We performed a GO-term analysis (Figure 3 —figure supplement 2) and added an accompanying paragraph in the text that discusses the transcriptional changes from a broader perspective (lines 250-256). We kept this concise however, as we found no obvious overlap between stress conditions or global transcriptional changes that would clearly provide additional explanations as to the forces that drive aggregation.

(6) The chaperone overload model to explain DNA-damage-induced aggregation is an interesting interpretation. However it is not clear if HSP70 inhibition/ HSPB5 overexpression alter the manner in which aggregated proteins are handled by cells. Thus it is hard to argue whether chaperone overload is the reason for the aggregation in the first place or the experimental manipulation of chaperones (HSP70 inhibition) lowers the ability of cells to manage aggregated proteins.
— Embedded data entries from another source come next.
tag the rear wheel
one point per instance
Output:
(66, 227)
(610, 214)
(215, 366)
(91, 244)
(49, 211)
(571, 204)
The “overload of chaperones-model” that we propose is strengthened by our new data, and is based on the following observations: (1) Chaperone clients are significantly enriched in the aggregating fractions (Figure 5B and C). (2) Multiple (co)chaperones aggregate themselves (Figure 5A and Figure 5 —figure supplement 1A-E). (3) Putative clients of those (co)chaperones that aggregate are overrepresented in the list of aggregating proteins (Figure 5D and Figure 5 —figure supplement 2). (4) The inhibition of HSP70, at a dose which is not causing aggregation under normal circumstances, increases the aggregation after CPT even more (Figure 6 —figure supplement 1A). (5) Genotoxic stress leads to a partial activation of HSF1 over time. (6) HSPB5 is upregulated in U2OS cells subjected to genotoxic stress (Figure 5 —figure supplement 1G-H), and overexpression of HSPB5 is able to fully rescue the increased aggregation both after CPT-treatment and after a loss of ATM (Figure 6B, C, H, I). Together, these data confirm the prominent role of chaperones in the genotoxic stress-induced aggregation process.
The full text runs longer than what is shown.